Tarifas Elevadas de Energia em Alagoas
Em 2025, Alagoas se destaca entre os estados brasileiros por apresentar uma das tarifas de energia elétrica mais elevadas, ocupando a quarta posição no ranking nacional. Embora os valores exatos possam variar em decorrência dos reajustes, a Agência Nacional de Energia Elétrica (Aneel) divulgou em agosto de 2025 que o custo por quilowatt-hora (kWh) no estado é de R$ 0,863. Esse preço é superado apenas pelo Pará, com R$ 0,938/kWh, seguido por Mato Grosso do Sul e Rio de Janeiro, ambos com tarifas de R$ 0,870/kWh.
A Equatorial, responsável pelo abastecimento de energia em Alagoas, refuta a ideia de que o estado possua uma das tarifas mais onerosas do País. Contudo, a realidade apresentada pela Aneel contrasta com essa afirmação, evidenciando a insatisfação dos consumidores. Os altos preços têm levado a um aumento considerável na inadimplência, já que muitos cidadãos não conseguem arcar com as contas de energia. Prova disso é a intensa movimentação nos Feirões de Renegociação de Dívidas, como os promovidos pelo Procon, que têm atraído um grande número de pessoas em busca de alternativas para quitar suas pendências.
Impacto nas Finanças das Famílias
O impacto da tarifa elevada nas finanças pessoais é palpável, especialmente entre os trabalhadores assalariados. O agravamento da situação se dá com a implementação da bandeira vermelha, que eleva ainda mais os custos. O resultado é um crescente número de famílias inadimplentes, mas a Equatorial permanece sem divulgar números precisos sobre o tema, alegando normas de proteção de dados.

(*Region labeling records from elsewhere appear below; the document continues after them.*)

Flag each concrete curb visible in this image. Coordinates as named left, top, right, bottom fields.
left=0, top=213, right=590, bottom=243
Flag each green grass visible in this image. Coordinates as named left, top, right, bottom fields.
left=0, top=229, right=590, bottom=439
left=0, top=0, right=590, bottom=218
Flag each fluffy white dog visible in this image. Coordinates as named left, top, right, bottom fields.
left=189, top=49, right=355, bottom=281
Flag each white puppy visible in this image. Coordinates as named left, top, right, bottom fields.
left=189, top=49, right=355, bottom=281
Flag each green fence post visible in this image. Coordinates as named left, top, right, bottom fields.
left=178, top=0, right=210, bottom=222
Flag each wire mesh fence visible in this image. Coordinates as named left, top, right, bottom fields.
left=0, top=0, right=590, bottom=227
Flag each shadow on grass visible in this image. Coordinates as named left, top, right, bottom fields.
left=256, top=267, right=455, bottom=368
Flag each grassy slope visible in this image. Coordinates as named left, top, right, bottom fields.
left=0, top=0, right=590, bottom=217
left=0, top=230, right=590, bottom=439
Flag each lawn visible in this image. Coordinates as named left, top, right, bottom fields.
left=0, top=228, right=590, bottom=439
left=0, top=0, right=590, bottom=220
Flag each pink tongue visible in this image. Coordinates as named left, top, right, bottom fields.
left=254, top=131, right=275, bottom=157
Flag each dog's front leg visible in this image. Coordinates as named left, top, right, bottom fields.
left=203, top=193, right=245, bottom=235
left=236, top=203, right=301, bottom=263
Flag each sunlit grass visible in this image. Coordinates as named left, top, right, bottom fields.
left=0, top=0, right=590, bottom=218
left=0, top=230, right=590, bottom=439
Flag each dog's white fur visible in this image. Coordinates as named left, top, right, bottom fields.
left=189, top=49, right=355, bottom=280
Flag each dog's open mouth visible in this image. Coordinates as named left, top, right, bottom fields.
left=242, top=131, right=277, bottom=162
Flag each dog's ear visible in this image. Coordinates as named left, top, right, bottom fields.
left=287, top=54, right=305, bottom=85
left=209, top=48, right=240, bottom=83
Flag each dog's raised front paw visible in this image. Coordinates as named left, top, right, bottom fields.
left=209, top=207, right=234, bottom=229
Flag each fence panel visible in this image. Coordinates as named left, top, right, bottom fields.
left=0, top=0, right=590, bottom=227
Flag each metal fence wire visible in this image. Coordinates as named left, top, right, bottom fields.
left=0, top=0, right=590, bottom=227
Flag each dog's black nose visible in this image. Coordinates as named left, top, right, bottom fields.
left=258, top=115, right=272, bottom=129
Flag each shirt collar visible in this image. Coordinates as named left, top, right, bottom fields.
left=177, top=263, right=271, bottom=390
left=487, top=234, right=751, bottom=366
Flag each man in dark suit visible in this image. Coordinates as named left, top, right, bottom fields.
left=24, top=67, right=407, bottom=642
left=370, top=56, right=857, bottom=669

Para aqueles que não conseguem pagar a fatura, a situação se torna crítica: um mês após o vencimento, a concessionária já pode proceder com o corte da energia. Diante dessa realidade, a Equatorial oferece a Tarifa Social, destinada a famílias inscritas no Cadastro Único (CadÚnico), que tenham renda de até meio salário mínimo por pessoa. Esse benefício também abrange idosos e pessoas com deficiência que recebem o Benefício de Prestação Continuada (BPC), além de famílias que, nos últimos dois anos, atualizaram seu Número de Identificação Social (NIS) e possuem dependentes que necessitam de aparelhos elétricos para tratamento contínuo.
Demanda por Tarifa Social
Entretanto, há uma demanda reprimida em relação à adesão à Tarifa Social. A assessoria da Equatorial aponta que aproximadamente 200 mil pessoas têm direito ao benefício, mas muitas ainda não se cadastraram para receber o desconto nas contas de energia. “Um levantamento da Equatorial Alagoas revela que esse público está majoritariamente concentrado em cinco municípios, com Maceió liderando. Os outros municípios são Arapiraca, Rio Largo, União dos Palmares e Palmeira dos Índios, onde há grande potencial de adesão ao programa”, informou a assessoria.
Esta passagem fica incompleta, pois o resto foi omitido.